Well, that all depends on how you define "true." Many builders are quite happy to integrate digital voices into an organ, go full electric action (whether slider chest or otherwise), make weird case designs, use closed-toe voicing on high wind pressures, and otherwise act as if Schnitger is a dirty word. But a handful of American builders--Taylor and Boody in Staunton, VA; Ralph Richards and Bruce Fowkes in Chattanooga, TN; Martin Pasi in Yelm, WA; and especially Paul Fritts in Tacoma--have studied old organs extensively, and use historic casting techniques (Paul is the only builder right now using sand casting, but I expect the others will follow), mechanical action slider chests (albeit with carbon fiber trackers now, since you can't get good, straight sugar pine anymore), traditional case designs, proportions, and ornamentation, low wind pressures, open-toe voicing with little to no nicking, etc. Then, you have organizations like GOArt in Gothenburg, Sweden, which was created solely to study historic organs and try to recreate them. Their first instrument was a recreation of the now-destroyed Schnitger at the Jakobikirche in Luebeck, based on the specification of the Jakobikirche Hamburg.

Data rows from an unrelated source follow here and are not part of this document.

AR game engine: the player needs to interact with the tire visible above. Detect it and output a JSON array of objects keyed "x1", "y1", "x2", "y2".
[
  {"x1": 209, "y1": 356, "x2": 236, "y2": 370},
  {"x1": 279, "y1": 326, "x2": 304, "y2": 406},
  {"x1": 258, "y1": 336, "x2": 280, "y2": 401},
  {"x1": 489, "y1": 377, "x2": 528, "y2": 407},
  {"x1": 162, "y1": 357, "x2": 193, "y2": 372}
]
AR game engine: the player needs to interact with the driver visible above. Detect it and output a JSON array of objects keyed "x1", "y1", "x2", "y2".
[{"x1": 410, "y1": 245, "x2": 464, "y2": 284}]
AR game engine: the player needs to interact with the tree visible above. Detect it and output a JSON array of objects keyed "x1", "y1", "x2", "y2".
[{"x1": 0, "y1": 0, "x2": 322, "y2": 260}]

This was an attempt at a perfect recreation, down to the $1.50 handmade nails, and after playing it, it does sound and feel remarkably like a 17th-century organ. But, there will always be differences. We can add impurities to the tin and lead alloys used for the pipes (something the builders I listed earlier do, but most modern builders don't), but you can't, for instance, make modern trees grow with a tighter, straighter grain when the climate doesn't allow it and all the old-growth oak forests are gone (partially to make...historic organs).

Then, you have the issue of most organs being situated in churches or used for teaching, and a perfect replica of a historic organ is limited to a certain repertoire that may or may not fit with its expected use in the institution. When the Craighead-Saunders organ at Eastman, a replica based on a 1776 Casparini organ in Vilnius, was being planned, the advisory committee had long discussions about what exactly to do. The actual Casparini organ has nicked pipes, but no one knows if those nicks are original or added in the 19th century; the replica, they eventually decided, would have none. The actual Casparini has a pedalboard with a range C-c1, which means it is impossible to play most of Bach's organ music on it; the replica, they decided, would have a pedalboard C-d1.

So, I would argue there is no "true" art of organ building; there are builders who work toward an older sound ideal. I could say they come pretty close, but in reality they're creating new instruments, like this one at the Basilica at Notre Dame, built by Paul Fritts and completed last year.



Its case design is based on the 1743 Hinsz organ at the Bovenkerk in Kampen, the Netherlands.



But its specification is quite different. Its pipes are built using old alloys and old voicing techniques, but it incorporates things like Spanish reeds and strings that you won't find on a Hinsz. It has mechanical key and stop action, but the trackers are carbon fiber and there are electric servomotors inline in the stop mechanism to allow the use of electronic registration aids.

Later this spring, the Vox Humana Journal, an online journal I sit on the editorial board of, will be publishing my interview with Paul Fritts from last December, where he talks a little about these and other issues.

The organ world is pretty small, and I know most of the people in it, but I've never run into an Eric Dollard. Does he teach somewhere?